Opinion: Why is your English so good?
Evaluating classism behind standardized English proficiency tests
This article is an opinion piece and does not necessarily reflect the views of The Eagle and its staff.
As a Filipino international student residing in the U.S., I developed some morbid humor about being educated by my people’s colonizers. I almost laugh when I think about the pressure I grew up with to speak proper English at all times. Meanwhile, many of the native English speakers I’ve met since flying in still mix up “they’re,” “their” and “there.”
Nothing makes my blood boil more than being told, “Your English is so good!” Of course, it is. It needed to be. If I weren’t proficient in English, my application to graduate school would have never been considered.
At American University, only 12 percent of graduate students and 9 percent of undergraduate students enrolled in the fall 2021 semester are international students. One of AU’s requirements from international applicants is a test score from expensive, globally-recognized English proficiency exams like the Test of English as Foreign Language or the International English Language Testing System.
Thankfully, AU provides exemptions for applicants from certain countries, including the Philippines. Instead of TOEFL and IELTS test scores, I had to request a certificate from my undergraduate registrar saying that I was taught in English, a simple paper that cost less than $6. This saved me from spending at least $225 to take a test that proves I can speak English. If AU required me to do so, I would have given up my application from the start. There’s no way I’m paying to prove I can speak English.
For developing countries, English fluency is a sign of privilege. Sophie Zuluaga, a graduate at the Ateneo de Manila University in the Philippines, grew up speaking English because, like many middle to upper-middle-class families, their parents believed it would give their children an advantage in the future. From a young age, Zuluaga was enrolled in private schools known for producing confident English speakers.
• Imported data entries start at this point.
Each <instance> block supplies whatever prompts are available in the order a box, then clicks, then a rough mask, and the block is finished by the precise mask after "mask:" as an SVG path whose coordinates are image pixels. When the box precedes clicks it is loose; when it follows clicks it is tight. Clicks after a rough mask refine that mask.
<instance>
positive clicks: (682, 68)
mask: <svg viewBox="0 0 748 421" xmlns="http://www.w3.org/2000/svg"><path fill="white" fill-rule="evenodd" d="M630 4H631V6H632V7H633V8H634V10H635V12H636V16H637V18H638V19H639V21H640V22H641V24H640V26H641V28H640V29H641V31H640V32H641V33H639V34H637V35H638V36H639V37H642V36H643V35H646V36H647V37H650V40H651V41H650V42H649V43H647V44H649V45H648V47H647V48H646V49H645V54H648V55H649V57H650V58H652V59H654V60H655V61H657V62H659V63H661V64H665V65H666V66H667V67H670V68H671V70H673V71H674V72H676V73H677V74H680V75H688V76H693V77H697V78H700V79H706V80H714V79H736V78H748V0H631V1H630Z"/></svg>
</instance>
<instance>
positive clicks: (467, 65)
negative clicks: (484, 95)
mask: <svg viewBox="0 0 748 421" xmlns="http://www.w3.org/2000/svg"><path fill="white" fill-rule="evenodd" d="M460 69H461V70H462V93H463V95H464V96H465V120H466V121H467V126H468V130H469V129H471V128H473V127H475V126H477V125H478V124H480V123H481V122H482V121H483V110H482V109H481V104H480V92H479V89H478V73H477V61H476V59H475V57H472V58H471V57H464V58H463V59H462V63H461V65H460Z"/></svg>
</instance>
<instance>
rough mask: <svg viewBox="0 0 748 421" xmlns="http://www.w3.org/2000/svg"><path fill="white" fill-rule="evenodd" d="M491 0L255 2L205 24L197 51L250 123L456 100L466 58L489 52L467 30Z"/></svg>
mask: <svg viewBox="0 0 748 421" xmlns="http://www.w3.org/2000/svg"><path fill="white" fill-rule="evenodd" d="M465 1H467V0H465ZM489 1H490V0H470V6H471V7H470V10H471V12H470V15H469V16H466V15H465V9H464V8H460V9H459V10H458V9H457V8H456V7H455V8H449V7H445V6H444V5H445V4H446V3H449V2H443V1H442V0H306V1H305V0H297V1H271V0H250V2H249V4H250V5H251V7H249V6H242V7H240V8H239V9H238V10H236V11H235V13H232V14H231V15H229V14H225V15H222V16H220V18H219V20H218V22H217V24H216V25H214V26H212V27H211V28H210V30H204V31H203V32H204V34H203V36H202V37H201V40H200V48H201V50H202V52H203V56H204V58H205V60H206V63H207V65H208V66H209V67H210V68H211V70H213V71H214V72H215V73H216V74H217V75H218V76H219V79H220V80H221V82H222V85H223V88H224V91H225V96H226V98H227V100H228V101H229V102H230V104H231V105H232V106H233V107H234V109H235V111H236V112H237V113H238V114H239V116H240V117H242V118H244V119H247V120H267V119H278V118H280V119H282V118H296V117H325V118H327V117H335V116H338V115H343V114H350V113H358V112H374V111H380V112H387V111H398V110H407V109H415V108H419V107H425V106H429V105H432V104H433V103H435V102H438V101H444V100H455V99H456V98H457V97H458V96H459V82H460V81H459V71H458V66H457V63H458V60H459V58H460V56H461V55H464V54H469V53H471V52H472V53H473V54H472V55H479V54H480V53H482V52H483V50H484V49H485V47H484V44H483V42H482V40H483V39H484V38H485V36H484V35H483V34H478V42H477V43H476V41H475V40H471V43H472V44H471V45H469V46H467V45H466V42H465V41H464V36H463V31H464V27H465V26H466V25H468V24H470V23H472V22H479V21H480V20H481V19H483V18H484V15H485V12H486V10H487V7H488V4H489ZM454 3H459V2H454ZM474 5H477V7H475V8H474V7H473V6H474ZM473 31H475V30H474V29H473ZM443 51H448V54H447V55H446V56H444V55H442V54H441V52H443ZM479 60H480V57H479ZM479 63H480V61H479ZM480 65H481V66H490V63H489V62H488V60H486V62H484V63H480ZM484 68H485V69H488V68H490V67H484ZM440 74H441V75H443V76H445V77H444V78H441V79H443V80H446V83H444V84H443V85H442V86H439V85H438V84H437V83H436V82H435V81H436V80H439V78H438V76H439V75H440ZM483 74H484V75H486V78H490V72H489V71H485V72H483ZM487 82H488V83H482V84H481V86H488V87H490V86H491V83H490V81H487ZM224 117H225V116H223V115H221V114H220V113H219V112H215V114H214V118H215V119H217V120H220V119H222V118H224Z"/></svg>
“Being an English speaker in the Philippines means you’re doing better than everyone else,” Zuluaga said. “Sheltered, even.”
The Philippines has two national languages: Filipino and English, owed to our American colonizers. While English is a mandatory subject in Filipino schools, it’s a common assumption that decent English speakers usually come from expensive private schools.
Of course, especially for developing countries like the Philippines, private education is a privilege most cannot afford. Being able to speak English is a status symbol. Tests like the TOEFL and the IELTS magnify the huge divide between classes — from the test price to the cost of quality education needed to pass. It reinforces the idea that only the rich can get good career opportunities because they have English skills.
“There is a lot of pressure to speak better English,” said Zuluaga, who works for a multinational company. “The prejudice from our English-speaking clients is very apparent, especially if you have a thick Filipino accent or worse, broken English. At its core, it really is a poverty issue.”
When there is pressure to excel in English to show academic and professional competence, what happens to those with the potential to excel but lack funds? Seeking better opportunities abroad becomes a steeper competition.
Public education in developing countries would produce globally-competitive graduates in a better world. English proficiency wouldn’t be a status symbol. Lower-income families wouldn’t have to scrape the bottom of the jar to ensure their child’s future in a system that’s already rigged to benefit the rich.
But that is not our world.
Are the TOEFL and IELTS still worth their price if they alienate lower-income students? Are they accurate measures of English proficiency? Higher education institutions should reevaluate the affordability of international applications and consider alternatives. No student should be deprived of better opportunities just because they don’t have the money to do so, especially if they need to pay to prove they can speak English just as well as their colonizers.
“Wow, your English is so good! I can barely hear your accent!”
That’s not the compliment people think it is. I don’t want to hear surprise and amazement. I don’t need to feel like my value is based on how “American” I sound. I’m sick of it and so are the rest of us.
Cieryl Sardool is a second-year graduate student in the School of Public Affairs.